29. Urteil des Kassationshofes vom 10. Oktober 1958 i.S. X. gegen
Staatsanwaltschaft des Kantons Zürich. Regeste

    Art. 191 Ziff. 1 StGB. Wer am Geschlechtsteil des Mädchens leckt,
begeht eine beischlafsähnliche Handlung.

Sachverhalt

    A.- X. trieb im Oktober 1956 Unzucht mit einem weniger als 15-jährigen
Mädchen, das sein Dienstbote war, indem er unter anderem einmal mit der
Zunge am Geschlechtsteil des Kindes leckte.

    B.- Am 22. April 1958 erklärte ihn das Obergericht des Kantons
Zürich wegen dieser Handlung, die es als beischlafsähnlich würdigte,
der Unzucht im Sinne des Art. 191 Ziff. 1 Abs. 2 StGB und wegen anderer
Handlungen der fortgesetzten Unzucht (Art. 191 Ziff. 2 Abs. 1, 3 und 5)
sowie der unzüchtigen Veröffentlichung (Art. 204 Ziff. 2 StGB) schuldig
und verurteilte ihn zu drei Jahren Zuchthaus und zur Einstellung in der
bürgerlichen Ehrenfähigkeit für die Dauer von zehn Jahren.

    C.- Der Verurteilte beantragt mit der Nichtigkeitsbeschwerde,
das Urteil des Obergerichts sei, soweit es Art. 191 Ziff. 1 Abs. 2
anwende, aufzuheben und die Sache zu neuer Beurteilung an die Vorinstanz
zurückzuweisen. Er vertritt die Auffassung, das Lecken des Geschlechtsteils
stelle keine beischlafsähnliche Handlung dar. Eine solche verlange,
dass der männliche Täter das Kind mit dem Geschlechtsteil berühre.
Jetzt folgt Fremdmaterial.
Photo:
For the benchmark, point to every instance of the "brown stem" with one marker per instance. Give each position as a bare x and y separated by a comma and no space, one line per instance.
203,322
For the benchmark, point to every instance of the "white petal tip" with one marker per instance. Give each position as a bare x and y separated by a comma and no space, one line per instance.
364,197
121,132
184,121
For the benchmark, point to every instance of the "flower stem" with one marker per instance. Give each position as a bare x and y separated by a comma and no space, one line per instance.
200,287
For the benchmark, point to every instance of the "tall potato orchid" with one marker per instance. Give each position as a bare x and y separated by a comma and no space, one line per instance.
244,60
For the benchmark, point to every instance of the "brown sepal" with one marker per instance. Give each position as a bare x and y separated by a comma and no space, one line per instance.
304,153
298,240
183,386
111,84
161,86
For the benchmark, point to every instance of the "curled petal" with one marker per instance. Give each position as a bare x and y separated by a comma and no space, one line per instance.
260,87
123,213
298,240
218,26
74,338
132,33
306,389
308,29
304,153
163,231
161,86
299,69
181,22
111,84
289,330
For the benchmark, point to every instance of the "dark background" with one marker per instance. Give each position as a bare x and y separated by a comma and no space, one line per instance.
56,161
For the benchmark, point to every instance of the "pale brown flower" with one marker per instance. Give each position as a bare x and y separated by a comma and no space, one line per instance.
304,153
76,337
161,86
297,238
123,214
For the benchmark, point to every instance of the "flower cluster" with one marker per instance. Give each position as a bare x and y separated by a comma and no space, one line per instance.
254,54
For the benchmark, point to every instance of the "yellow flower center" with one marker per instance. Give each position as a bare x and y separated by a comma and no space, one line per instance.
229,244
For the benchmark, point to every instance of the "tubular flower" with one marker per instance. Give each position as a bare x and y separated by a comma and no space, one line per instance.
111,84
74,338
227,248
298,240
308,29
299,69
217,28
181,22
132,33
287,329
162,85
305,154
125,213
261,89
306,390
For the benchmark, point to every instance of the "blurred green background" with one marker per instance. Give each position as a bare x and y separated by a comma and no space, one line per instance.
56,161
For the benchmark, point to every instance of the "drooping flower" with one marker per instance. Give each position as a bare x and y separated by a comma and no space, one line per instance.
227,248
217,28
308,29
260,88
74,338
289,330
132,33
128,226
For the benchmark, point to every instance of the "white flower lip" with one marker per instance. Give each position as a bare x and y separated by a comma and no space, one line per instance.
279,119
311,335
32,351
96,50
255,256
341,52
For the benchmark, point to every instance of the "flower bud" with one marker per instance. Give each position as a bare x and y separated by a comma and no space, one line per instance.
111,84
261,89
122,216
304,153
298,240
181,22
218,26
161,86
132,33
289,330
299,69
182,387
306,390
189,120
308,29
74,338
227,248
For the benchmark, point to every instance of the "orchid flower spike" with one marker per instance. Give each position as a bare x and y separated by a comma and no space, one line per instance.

    D.- Die Staatsanwaltschaft des Kantons Zürich beantragt Abweisung
des Beschwerde.

Auszug aus den Erwägungen:

              Der Kassationshof zieht in Erwägung:

    Nach ständiger Rechtsprechung begeht der Mann eine beischlafsähnliche
Handlung im Sinne des Art. 191 Ziff. 1 StGB, wenn er mit seinem Glied
in die Scheide des Mädchens einzudringen versucht oder wenn er seinen
Geschlechtsteil von vorne oder hinten einem Kinde zwischen die Oberschenkel
stösst oder ihn in den After oder den Mund seines Opfers einführt (BGE 71
IV 191; 75 IV 165; 76 IV 108, 236). Allen diesen Handlungen ist gemeinsam,
dass der männliche Täter sein Glied mit dem Körper des Kindes in so
enge Berührung bringt, dass die Vereinigung an Innigkeit derjenigen beim
natürlichen Beischlaf ähnlich ist. Diesen Fällen sind jene gleichzusetzen,
in denen der Geschlechtsteil des Kindes sich mit dem Körper des Täters in
beischlafsähnlicher Weise vereinigt. Dem widerspricht nicht, dass in BGE
70 IV 159 erklärt wurde, eine Handlung sei nicht beischlafsähnlich, wenn
der Geschlechtsteil des männlichen Täters das Kind nicht berühre. Dieser
Grundsatz bezieht sich nur auf den (dort beurteilten) Fall, wo der
Täter sich wie ein aktiver Beischläfer verhält. Wie der Kassationshof
seither wiederholt entschieden hat, ist ein Kind zum Beischlaf oder zu
einer beischlafsähnlichen Handlung auch dann missbraucht, wenn der Täter
die Rolle des Beischläfers dem Kinde überlässt und selber die passive
Rolle spielt. Daher macht die Rechtsprechung keinen Unterschied, ob
beispielsweise der Täter sein Glied in den Mund des Kindes einführt oder
ob umgekehrt das Glied des Knaben in den Mund des Täters genommen wird
(BGE 80 IV 173). Daran ist festzuhalten.

    Die Handlung, die der Täter begeht, wenn er seinen Mund an die Scham
des Mädchens hält und dessen Geschlechtsteil mit der Zunge beleckt (sog.
Cunnilinguus), gleicht dem natürlichen Geschlechtsakt ebenso sehr wie die
Einführung des Gliedes des Knaben in den Mund des Täters. Das eine ist das
Gegenstück des anderen, und auch in den nachteiligen Wirkungen, welche
die beiden Formen perverser Geschlechtshandlungen auf das Seelenleben
und die sittliche Entwicklung des Kindes haben können, unterscheiden
sie sich nicht wesentlich voneinander. Die Vereinigung von Mund und
Zunge des Täters mit dem Geschlechtsteil des Kindes zeichnet sich durch
einen besonders hohen Grad körperlicher Intimität aus, wie er bei bloss
manuellen Betastungen nicht anzutreffen ist, ja selbst bei der immissio
inter femora nicht erreicht wird. Ob der Täter längere oder nur kurze
Zeit oder bloss oberflächlich am Geschlechtsteil des Kindes saugt oder
leckt, ist unerheblich, wie es für den Begriff der beischlafsähnlichen
Handlung auch nicht darauf ankommt, ob das Kind dabei Lustgefühle empfinde
oder solcher überhaupt fähig sei. Es genügt, dass sich der Täter in
beischlafsähnlicher Weise mit dem Kinde vereinigt.

Entscheid:

               Demnach erkennt der Kassationshof:

    Die Nichtigkeitsbeschwerde wird abgewiesen.